Le ONG fanno a gara per accaparrarsi personale locale specializzato Keystone Archive

Terre des Hommes denuncia il caos umanitario in Afghanistan, la concorrenza delle ONG internazionali e i suoi effetti nefasti.

Nelle ultime settimane Kabul, città aperta dalla caduta dei Talebani, ha assistito allo sbarco di un centinaio di ONG internazionali: una forte presenza umanitaria che si aggiunge alle circa 200 organizzazioni locali già attive nell’aiuto d’urgenza.

Questo fiume di buona volontà si sta spandendo senza dighe, afferma Ignacio Packer, capo del dipartimento dei programmi di Terre des Hommes. Un’assenza di coordinamento carica di conseguenze nefaste sia per gli Afgani che per le ONG.

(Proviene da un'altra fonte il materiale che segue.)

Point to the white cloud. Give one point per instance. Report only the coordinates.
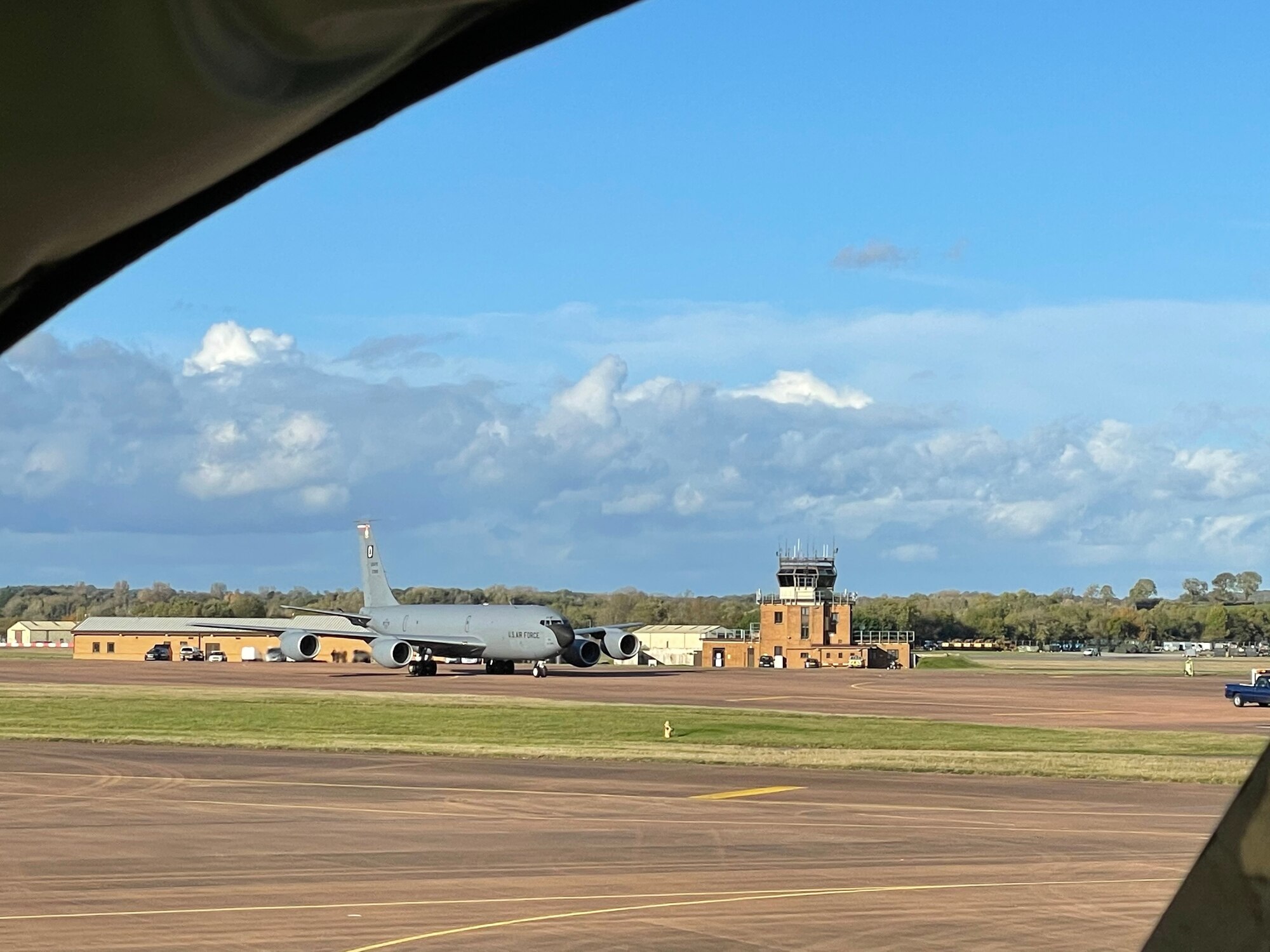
(110, 440)
(1226, 473)
(636, 503)
(271, 458)
(805, 389)
(589, 402)
(229, 345)
(914, 553)
(1029, 517)
(688, 501)
(873, 255)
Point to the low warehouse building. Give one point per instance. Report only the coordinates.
(674, 644)
(129, 639)
(26, 634)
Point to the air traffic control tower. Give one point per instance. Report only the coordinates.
(806, 615)
(808, 623)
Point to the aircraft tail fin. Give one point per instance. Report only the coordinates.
(375, 585)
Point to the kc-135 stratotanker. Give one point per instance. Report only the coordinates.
(412, 637)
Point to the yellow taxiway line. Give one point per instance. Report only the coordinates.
(750, 898)
(751, 793)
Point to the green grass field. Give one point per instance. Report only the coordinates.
(479, 727)
(36, 654)
(947, 662)
(1160, 664)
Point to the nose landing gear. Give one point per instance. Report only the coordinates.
(422, 668)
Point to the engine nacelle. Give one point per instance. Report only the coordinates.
(584, 653)
(620, 644)
(392, 653)
(299, 645)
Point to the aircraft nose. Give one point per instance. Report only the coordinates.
(563, 631)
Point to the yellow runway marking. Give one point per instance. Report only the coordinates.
(391, 904)
(751, 898)
(601, 819)
(863, 808)
(751, 793)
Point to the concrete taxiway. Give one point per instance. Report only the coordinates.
(1125, 701)
(161, 849)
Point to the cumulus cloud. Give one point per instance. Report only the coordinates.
(604, 474)
(397, 352)
(1226, 474)
(872, 256)
(592, 400)
(806, 389)
(229, 345)
(914, 553)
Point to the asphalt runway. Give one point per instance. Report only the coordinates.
(1126, 701)
(159, 849)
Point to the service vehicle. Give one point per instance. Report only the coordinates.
(1255, 694)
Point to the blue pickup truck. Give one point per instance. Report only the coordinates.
(1255, 694)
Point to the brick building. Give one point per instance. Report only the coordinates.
(807, 620)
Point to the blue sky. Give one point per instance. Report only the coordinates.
(981, 294)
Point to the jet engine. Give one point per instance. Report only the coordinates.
(584, 653)
(620, 644)
(299, 645)
(392, 653)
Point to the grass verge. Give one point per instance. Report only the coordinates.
(947, 663)
(36, 654)
(467, 727)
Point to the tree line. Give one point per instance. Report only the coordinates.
(1219, 611)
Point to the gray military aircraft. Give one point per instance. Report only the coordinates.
(412, 637)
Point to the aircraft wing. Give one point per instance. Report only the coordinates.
(438, 643)
(283, 629)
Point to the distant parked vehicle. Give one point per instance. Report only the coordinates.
(1255, 694)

Come effetto immediato, Ignacio Packer cita la caccia agli impiegati locali con formazione professionale, specie alquanto rara in un paese distrutto da 20 anni di guerra e da un regime come quello talibano, che non metteva certo l’educazione tra le sue priorità. “Uno dei nostri capi progetto è passato ad un’altra ONG che gli offriva il doppio del salario”, si lamenta Ignacio Packer.

Gli effetti perversi dell’aumento dei prezzi

Presente in Afghanistan dal 1994, Terre des Hommes impiega attualmente circa 200 collaboratori afgani. Persone che hanno ricevuto una formazione da parte dell’organizzazione e che ora rischiano di prendere il volo verso cieli più lucrativi. Ignacio Packer non rifiuta di principio la concorrenza, ma ne sottolinea gli effetti perversi.

Ad esempio denuncia il crescente divario tra salariati locali delle ONG e delle varie organizzazioni internazionali e il resto della popolazione afgana. Uno squilibrio che non mancherà di alimentare tensioni già vive.

Il rischio “Cambogia”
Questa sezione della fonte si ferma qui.